Pipeline Not Working Filebeats -> Elasticsearch (5.0.0 Alpha 3)

I'm parsing IIS logs and am unable to get the 'message' field to parse in Elasticsearch. This is my filebeat.yml file (relevant lines)

    output:
    ### Elasticsearch as output
    elasticsearch:
    hosts: ["elk-09:9200", "elk-10:9200"]
    parameters: {pipeline: filebeat_pipeline}

This is my pipeline taken from elk-01:9200/_ingest/pipeline/filebeat_pipeline?pretty

{
  "pipelines" : [ {
    "id" : "filebeat_pipeline",
    "config" : {
      "description" : "grok iis log messages",
      "processors" : [ {
        "grok" : {
          "field" : "message",
          "patterns" : [ "%{TIMESTAMP_ISO8601:Log_Timestamp} %{HOSTNAME:Hostname} %{IP:Source_IP} %{WORD:Request_Method} %{URIPATH:URI_Stem} %{NOTSPACE:URI_Query} %{NUMBER:Port} %{NOTSPACE:Username} %{IP:Clienthost} %{NOTSPACE:Browser_Request} %{NUMBER:Status} %{NUMBER:Subresponse} %{NUMBER:SC_Status} %{NUMBER:Request_Time_ms}" ]
        }
      } ]
    }
  } ]
}

If I pass a log line like this one:
2016-06-28 19:26:36 machine-name 8.8.8.8 POST /home.aspx - 80 - 8.8.8.9 Mozilla/4.0 (compatible;+Win32;+WinHttp.WinHttpRequest.5) 200 0 0 20
through curl with the ?pipeline=filebeat_pipeline at the end of the request, and pull back the data I get a properly parsed 'message:' field. I don't, however, get a properly parsed 'message:' field through the normal log pushes. In kibana I still see the whole log in the 'message:' field.
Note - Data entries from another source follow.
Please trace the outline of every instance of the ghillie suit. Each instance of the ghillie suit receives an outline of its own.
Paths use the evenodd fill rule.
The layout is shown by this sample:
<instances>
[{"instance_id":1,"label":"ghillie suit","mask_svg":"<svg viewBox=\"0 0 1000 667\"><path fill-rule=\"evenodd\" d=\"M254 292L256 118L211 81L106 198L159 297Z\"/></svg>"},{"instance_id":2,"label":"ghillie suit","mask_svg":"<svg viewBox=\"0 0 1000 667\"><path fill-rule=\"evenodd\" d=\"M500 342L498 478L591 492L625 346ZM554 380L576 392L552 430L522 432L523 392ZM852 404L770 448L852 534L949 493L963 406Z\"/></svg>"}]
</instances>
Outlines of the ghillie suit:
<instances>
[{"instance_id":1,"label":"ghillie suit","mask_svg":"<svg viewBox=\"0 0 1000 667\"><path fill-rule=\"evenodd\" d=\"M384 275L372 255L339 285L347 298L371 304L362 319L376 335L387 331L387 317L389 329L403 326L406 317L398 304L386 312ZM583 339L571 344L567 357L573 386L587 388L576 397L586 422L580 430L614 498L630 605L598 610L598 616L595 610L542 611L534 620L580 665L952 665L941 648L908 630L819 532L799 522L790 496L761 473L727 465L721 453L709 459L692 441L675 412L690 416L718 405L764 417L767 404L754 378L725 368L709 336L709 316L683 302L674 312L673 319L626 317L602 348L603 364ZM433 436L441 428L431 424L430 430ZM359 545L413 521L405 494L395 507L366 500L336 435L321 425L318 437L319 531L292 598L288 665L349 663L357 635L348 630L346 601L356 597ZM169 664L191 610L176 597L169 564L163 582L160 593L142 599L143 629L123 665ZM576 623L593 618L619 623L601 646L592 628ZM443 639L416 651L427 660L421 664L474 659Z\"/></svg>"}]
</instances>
I've ran filebeat.exe with -configtest and -e flags and no issues were reported. I'm not seeing anything anywhere in the logs on either the filebeat side, nor on the elasticsearch side.

I've also refreshed the field list.

The only thing I haven't done is restarted the cluster, but according to the documentation pipelines are updated without having to restart services.

Can you share on the unprocessed JSON documents which are stored in elasticsearch?

Somehow the indentation of your config looks of. Could also be a copy / paste error. Can you try the following config:

output.elasticsearch:
  hosts: ["elk-09:9200", "elk-10:9200"]
  parameters:
    pipeline: filebeat_pipeline

Config test does not detect if there are config options inside which should not be there.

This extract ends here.